Codex vs GitHub Copilot — which to use
They serve different purposes. Codex is an autonomous agent — you give it a task and it executes across multiple files, runs tests, and commits. Best for feature implementation, multi-file refactors, and any task where you want to describe the outcome and let the agent work. GitHub Copilot is an inline suggestion tool — it completes the code at your cursor based on context. Best for writing functions line by line, generating boilerplate, and getting suggestions as you type.
Most developers use both: Copilot for the flow of daily coding, Codex for larger autonomous tasks. For a deeper comparison across AI coding tools including Claude Code, see our ChatGPT vs Claude comparison and our GitHub Copilot prompts guide.

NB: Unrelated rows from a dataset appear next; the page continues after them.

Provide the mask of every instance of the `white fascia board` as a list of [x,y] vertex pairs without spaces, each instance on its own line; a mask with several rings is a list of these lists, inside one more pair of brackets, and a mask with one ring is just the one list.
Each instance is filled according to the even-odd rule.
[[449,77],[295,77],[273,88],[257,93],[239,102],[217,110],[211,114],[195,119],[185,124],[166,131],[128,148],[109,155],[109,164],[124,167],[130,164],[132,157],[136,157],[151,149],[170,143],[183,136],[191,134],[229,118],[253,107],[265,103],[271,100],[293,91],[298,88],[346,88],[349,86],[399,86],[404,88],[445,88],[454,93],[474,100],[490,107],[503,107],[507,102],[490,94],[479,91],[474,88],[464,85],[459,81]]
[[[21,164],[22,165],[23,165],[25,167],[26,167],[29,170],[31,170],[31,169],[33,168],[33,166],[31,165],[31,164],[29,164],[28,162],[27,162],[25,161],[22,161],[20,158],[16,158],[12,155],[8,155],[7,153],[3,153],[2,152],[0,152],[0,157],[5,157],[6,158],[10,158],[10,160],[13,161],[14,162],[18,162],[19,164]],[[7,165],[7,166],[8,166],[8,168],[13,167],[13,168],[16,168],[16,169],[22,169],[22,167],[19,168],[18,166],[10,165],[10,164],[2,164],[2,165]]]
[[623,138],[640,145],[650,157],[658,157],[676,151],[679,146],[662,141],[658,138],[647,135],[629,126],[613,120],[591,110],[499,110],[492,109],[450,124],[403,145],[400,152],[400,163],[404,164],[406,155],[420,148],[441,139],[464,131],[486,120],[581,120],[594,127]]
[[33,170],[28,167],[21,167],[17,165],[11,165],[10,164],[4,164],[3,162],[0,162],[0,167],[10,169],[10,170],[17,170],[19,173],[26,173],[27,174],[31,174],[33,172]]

Frequently asked questions
What are Codex prompts?
Codex prompts are task instructions for OpenAI's Codex agent — a terminal-based tool that autonomously reads, edits, and tests code across your codebase. Unlike chat prompts, they specify scope, files, constraints, and acceptance criteria.
Is Codex the same as ChatGPT?
No. ChatGPT is a conversational AI that responds to messages. Codex is an agentic coding tool that executes tasks autonomously in your codebase — it reads files, makes edits, runs tests, and commits. The prompting style is completely different.
How do Codex prompts differ from regular prompts?
Regular AI prompts ask for information or generation in a chat interface. Codex prompts are task specifications — they define what to change, where to change it, what constraints to follow, and how to verify the result. Think of them as brief engineering tickets, not questions.